In 1988 the 300-passenger sidewheeler Anson Northrup was added. Built in 1988 in Jennings, LA the Northrup started in service with public excursions on Father’s Day, June 19, 1988. Length - 92 feet.

In 1990 a car/truck ferry vessel named the Brandon Paul from Tiptonville, Kentucky was acquired, renamed the Betsey Northrup and converted to a two deck, 300-passenger party barge. The main deck was enclosed while the second deck was left open but was covered for maximum sightseeing. Length - 108 feet.

Viking Explorer - formerly the Arkansas Explorer - Length - 110 feet; built in 1980; Capacity - 34 passengers.

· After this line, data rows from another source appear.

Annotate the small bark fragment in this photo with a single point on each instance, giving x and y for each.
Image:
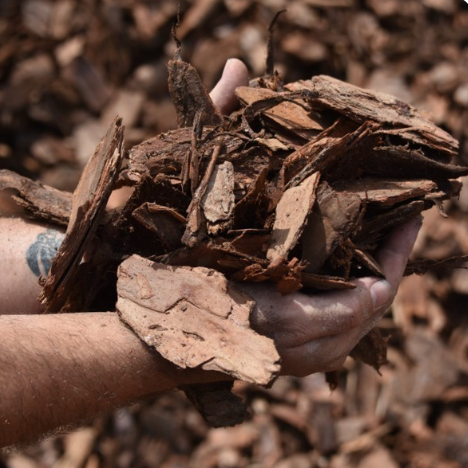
(218, 200)
(291, 216)
(89, 201)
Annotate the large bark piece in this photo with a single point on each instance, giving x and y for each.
(194, 318)
(89, 201)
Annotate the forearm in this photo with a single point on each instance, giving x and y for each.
(58, 370)
(26, 251)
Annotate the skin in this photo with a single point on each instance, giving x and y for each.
(60, 370)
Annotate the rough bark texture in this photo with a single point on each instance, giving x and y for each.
(194, 318)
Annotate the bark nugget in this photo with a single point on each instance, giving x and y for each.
(298, 188)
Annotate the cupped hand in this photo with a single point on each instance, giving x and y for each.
(316, 333)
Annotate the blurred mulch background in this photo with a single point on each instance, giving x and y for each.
(68, 67)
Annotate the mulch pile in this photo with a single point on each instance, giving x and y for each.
(59, 93)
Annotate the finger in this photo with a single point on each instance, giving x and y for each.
(323, 354)
(235, 74)
(394, 253)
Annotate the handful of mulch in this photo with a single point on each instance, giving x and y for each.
(297, 188)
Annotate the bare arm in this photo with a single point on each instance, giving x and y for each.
(57, 370)
(27, 250)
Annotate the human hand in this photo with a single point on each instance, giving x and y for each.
(317, 333)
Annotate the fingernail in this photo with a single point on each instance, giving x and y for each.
(380, 293)
(228, 65)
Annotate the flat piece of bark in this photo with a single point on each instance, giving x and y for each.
(166, 223)
(40, 201)
(194, 318)
(289, 115)
(89, 201)
(189, 96)
(291, 216)
(386, 192)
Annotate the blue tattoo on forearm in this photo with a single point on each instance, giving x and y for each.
(40, 254)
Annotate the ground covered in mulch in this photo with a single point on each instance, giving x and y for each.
(67, 68)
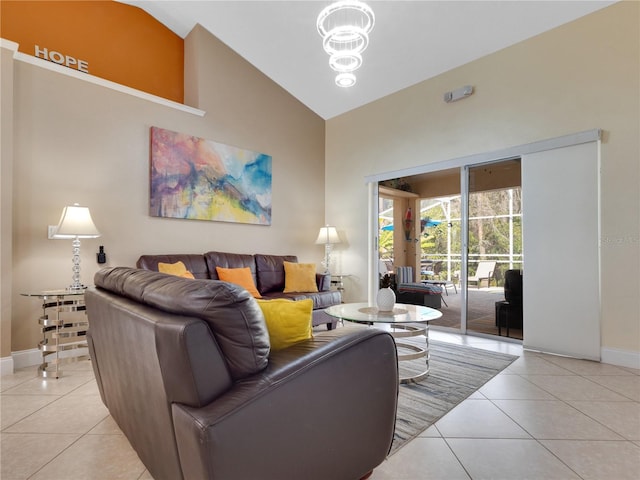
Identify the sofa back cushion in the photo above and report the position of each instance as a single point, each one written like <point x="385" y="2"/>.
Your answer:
<point x="270" y="271"/>
<point x="195" y="263"/>
<point x="229" y="260"/>
<point x="234" y="317"/>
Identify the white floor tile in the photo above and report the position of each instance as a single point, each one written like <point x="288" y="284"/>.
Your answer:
<point x="23" y="454"/>
<point x="621" y="417"/>
<point x="502" y="459"/>
<point x="553" y="419"/>
<point x="479" y="419"/>
<point x="596" y="460"/>
<point x="574" y="388"/>
<point x="421" y="459"/>
<point x="513" y="387"/>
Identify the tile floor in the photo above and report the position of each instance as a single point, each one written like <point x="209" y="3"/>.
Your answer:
<point x="543" y="417"/>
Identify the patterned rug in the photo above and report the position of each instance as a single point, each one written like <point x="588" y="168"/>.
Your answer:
<point x="455" y="373"/>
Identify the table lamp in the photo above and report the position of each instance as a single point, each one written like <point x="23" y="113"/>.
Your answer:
<point x="76" y="223"/>
<point x="329" y="236"/>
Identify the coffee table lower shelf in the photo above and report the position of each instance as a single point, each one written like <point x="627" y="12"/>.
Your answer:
<point x="416" y="351"/>
<point x="403" y="322"/>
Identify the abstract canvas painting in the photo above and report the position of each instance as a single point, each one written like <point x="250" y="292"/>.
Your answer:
<point x="199" y="179"/>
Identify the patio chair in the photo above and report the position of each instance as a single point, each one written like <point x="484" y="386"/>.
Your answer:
<point x="509" y="311"/>
<point x="483" y="272"/>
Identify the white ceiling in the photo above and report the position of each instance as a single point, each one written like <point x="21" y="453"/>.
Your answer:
<point x="411" y="41"/>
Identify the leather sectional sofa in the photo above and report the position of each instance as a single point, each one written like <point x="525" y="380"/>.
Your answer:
<point x="267" y="271"/>
<point x="186" y="371"/>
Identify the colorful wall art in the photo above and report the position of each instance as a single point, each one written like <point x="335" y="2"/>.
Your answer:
<point x="199" y="179"/>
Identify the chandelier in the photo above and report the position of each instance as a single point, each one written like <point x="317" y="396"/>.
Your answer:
<point x="344" y="27"/>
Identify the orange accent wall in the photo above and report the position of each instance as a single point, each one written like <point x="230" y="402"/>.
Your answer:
<point x="119" y="42"/>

Mini cruise ship with 24 staterooms, provided cruises that ranged as far as Florida. Viking Explorer was sold in 1992.

Harriet Bishop - Length - 98 Feet; Built 1987, Utica, Indiana; Capacity - Harbor Cruises: 350, Riverboat Race, Themed Harbor and Parade of Tall Stacks Cruises: 300, Lunch and Dinner Cruises: 264.

Captain Frank M. Whiting - Showboat built in 2002 by John Nichols of Mississippi Marine for the University of Minnesota and Padelford. Owned by the University of Minnesota and operated by Padelford as the replacement of the original Minnesota Centennial Showboat until 2016. Capacity - 499.